We walk a common road with those who came before us. The challenges of daily life remain constant: to work resourcefully, to communicate clearly, to rise to each occasion. Throughout history, the tools we have developed have reflected our attempts to ease the way. One such example was the typewriter, which met the tests of form and utility to become a universal symbol of efficient technology.
The device originally known as the Type-Writer clattered to life during the latter half of the nineteenth century. Fountain pens were put aside as the implications of the new invention became clear: There was now an alternative to handwriting, and to the printed word as well. What began as a cottage industry grew to one generating hundreds of patents. The pioneering Sholes & Glidden of 1874 was the first to feature both a circular arrangement of type bars and a cylindrical paper carriage. Manufactured by E. Remington & Sons, it was designed for assembly by the mass production techniques first developed for making guns and sewing machines.
As standardization progressed, the exotic became familiar. During the first half of the twentieth century the name Underwood dominated the field.
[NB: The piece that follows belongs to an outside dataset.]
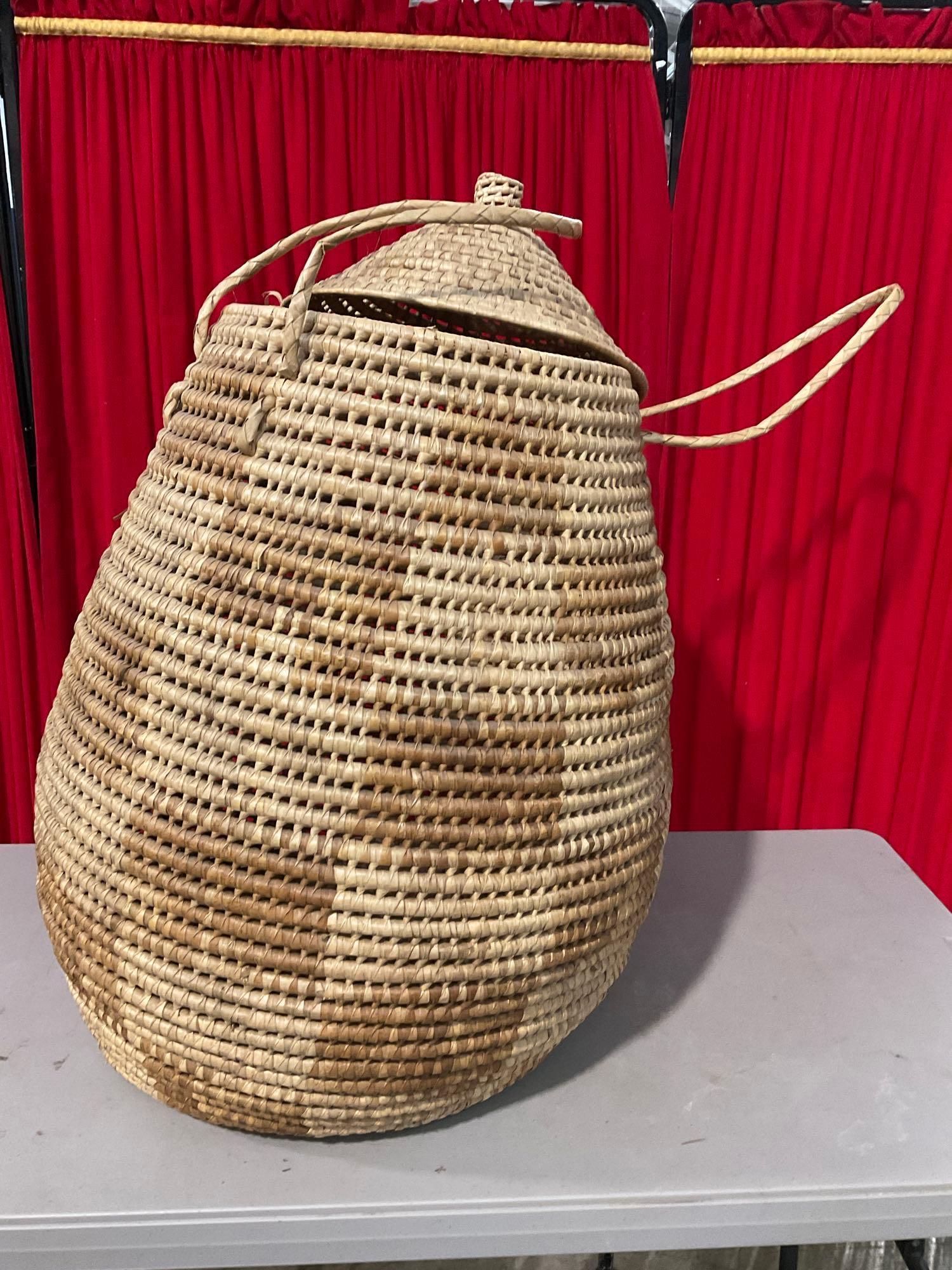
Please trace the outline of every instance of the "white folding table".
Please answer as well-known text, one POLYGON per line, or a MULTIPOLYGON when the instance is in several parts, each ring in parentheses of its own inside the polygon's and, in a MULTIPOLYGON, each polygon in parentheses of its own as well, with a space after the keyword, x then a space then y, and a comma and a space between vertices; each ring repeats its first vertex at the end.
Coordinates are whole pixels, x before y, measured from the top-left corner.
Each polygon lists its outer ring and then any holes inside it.
POLYGON ((627 970, 539 1068, 396 1135, 218 1129, 117 1076, 0 847, 0 1266, 952 1234, 952 916, 858 831, 674 834, 627 970))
U.S. typewriter production soared in the late 1930s, when the requirements of the looming war effort made the machine indispensable. It remained a fixture in the modern office until the 1980s, when the ascent of the personal computer foretold the end of the typewriter era. The legacy of this remarkable tool survives both in the layout of the computer keyboard and in the story of an invention which owed its longevity to thoughtful design.